Wednesday, July 13, 2011

Artists - How to Sell Your Work to Galleries

Although this is primarily about gallery dealers, much of the information and advice and most of the perspectives and views are also applicable to people in other arts-related occupations, including art consultants, curators, critics, administrators, collectors, and artists. Some of my impressions and characterizations might seem severe, but it is not my intention to throw all of the blame for the ills and injustices in the art world on dealers, curators, and the like. Artists must also accept responsibility for the way things are, mainly because most artists, overtly, covertly, or inadvertently, participate (or try to participate) in the dog-eat-dog system. Few are trying to change it.

If I had my way, I would replace commercial galleries with a system in which artists exhibited work in their studios and sold it directly to the public. But such a system could work only if artists acquired enough self-confidence not to need gallery validations, and if the public, likewise, had the self-confidence necessary to buy work without gallery validation. Since there is a very remote chance that these events will occur in my lifetime, the next best thing for changing the system is to regulate the business practices of galleries nationwide, including policies affecting commissions, discounts, insurance, payments to artists, and the use of contracts. For the time being, since the gallery system is still very much intact and is virtually unregulated, the following opinions, advice, and observations are aimed at helping artists acquire more business savvy, more control over their careers, and more control in their relationships with those who are currently running the show.

Artists are constantly bombarded with erroneous, irresponsible, and unethical advice about the art world and art galleries.
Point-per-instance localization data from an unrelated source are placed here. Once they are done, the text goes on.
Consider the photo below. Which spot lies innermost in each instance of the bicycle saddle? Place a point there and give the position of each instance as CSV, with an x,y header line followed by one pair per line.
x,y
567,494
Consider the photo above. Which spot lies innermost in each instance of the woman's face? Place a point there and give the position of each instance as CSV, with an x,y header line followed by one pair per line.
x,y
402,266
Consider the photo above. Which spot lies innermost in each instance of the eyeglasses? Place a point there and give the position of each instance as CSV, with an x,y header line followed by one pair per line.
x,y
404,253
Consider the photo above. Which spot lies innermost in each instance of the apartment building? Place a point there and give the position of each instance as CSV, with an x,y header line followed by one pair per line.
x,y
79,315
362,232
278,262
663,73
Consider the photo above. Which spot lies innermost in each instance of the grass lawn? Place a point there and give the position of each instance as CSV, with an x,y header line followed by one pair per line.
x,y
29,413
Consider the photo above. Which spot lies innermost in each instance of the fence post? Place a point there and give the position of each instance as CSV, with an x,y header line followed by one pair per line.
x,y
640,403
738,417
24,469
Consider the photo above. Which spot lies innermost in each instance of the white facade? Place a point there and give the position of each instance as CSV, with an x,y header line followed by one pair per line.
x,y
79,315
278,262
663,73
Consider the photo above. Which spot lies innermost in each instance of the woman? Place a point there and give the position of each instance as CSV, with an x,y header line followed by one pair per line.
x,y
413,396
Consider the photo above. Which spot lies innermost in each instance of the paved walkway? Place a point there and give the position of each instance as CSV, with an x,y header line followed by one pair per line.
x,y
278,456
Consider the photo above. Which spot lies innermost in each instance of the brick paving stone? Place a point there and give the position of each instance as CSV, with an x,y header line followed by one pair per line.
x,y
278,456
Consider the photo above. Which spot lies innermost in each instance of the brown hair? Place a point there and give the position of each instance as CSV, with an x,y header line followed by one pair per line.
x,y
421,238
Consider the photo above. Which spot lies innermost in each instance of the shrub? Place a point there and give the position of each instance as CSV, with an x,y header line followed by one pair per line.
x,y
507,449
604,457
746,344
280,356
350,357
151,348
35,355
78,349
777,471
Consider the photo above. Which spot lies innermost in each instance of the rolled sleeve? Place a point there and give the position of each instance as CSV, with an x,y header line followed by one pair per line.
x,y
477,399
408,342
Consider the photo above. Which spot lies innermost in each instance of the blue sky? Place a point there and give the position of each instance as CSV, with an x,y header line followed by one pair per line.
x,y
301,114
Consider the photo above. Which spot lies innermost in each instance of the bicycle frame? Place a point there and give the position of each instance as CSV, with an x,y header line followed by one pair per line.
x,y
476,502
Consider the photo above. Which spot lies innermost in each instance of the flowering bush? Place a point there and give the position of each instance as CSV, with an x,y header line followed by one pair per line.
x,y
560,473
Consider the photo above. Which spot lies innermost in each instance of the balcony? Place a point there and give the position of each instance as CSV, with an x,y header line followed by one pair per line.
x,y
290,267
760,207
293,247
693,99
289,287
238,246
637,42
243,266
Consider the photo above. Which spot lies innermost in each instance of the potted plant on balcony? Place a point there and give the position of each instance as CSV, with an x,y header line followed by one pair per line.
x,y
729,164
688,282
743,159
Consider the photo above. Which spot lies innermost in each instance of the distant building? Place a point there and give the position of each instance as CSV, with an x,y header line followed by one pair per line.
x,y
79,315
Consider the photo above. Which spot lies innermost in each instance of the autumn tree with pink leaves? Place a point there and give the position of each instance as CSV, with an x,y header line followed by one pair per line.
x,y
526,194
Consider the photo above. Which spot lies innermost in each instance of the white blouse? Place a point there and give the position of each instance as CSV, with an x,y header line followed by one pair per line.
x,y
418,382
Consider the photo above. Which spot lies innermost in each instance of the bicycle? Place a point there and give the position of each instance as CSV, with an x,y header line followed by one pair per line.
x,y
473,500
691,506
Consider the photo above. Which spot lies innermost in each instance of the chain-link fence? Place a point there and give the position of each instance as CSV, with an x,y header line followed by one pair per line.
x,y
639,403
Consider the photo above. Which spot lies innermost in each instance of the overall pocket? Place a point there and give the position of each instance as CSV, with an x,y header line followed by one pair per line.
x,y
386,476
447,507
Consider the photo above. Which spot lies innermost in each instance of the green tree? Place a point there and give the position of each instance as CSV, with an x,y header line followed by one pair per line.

While some adv ice is exchanged through word of mouth, much of it is disseminated through articles in trade publications. Some of these articles are written by well-meaning but naive individuals who are connected to the art world in some capacity; others are written by less-than-well intentioned art-world figures whose motives are self-serving. For example, in an article from Art in America, a dealer assures readers that "a minority of dealers are strictly concerned with commercial success." However, he then condones the greedy practice of awarding dealers a commission on all studio sales.

An artist may on occasion sell a work directly from his studio to a friend or to a collector he has known before his gallery affiliation. It is the artist's ethical obligation to report such transactions to his dealer and to remit a reduced commission, commonly 20 percent, to compensate the dealer for a work he cannot offer under the usual terms of their agreement.

Another dealer advises that the fastest track into the art world is to work for a famous artist. A political scientist cum art collector encourages beginners to exhibit only in "small" places when he writes in American Artist, "Begin building your career at smaller local or regional galleries of good repute. It is too bruising to try the larger galleries in major art centres'." An arts administrator encourages artists to retreat if they are rejected by galleries, advising, "If your first search is unsuccessful, wait a year or two and try again." And a career consultant to artists states that the reason it is important to dress presentably is "so that you give the impression that you're making money somehow, presumably through your artwork.

Artists also give each other peculiar and bad advice. For example, in a book profiling contemporary artists, an artist discusses how she uses sex to get ahead: "I've been propositioned a lot: 'I'll give you a show if you sleep with me.' It happens often. Would I do it for a show? Now I would, but when I was younger I wouldn't. I wouldn't because I was a jerk." And another artist tells beginners that "one of the necessary qualities of being an artist is to not expect an awful lot, to be somewhat dense about any thoughts of what you will get out of being an artist."

If you believe everything you read you would conclude that, in order to find a gallery and succeed in the art world, you must sleep with dealers, and dress as though you have a lot of money. You should work for a famous artist, and when beginning your career, you should have low expectations and exhibit in small, local galleries. You should avoid large cities at all costs. And if you are rejected from galleries, you should retreat and wait a year or two before trying again!

Although in composite form these recommendations sound very silly, many artists, unfortunately, believe the advice to be true.

Successful artists such as Doug Hyde and Rolf Harris seem to have it easy, but they too were once struggling artists who had the same concerns and worries we all do.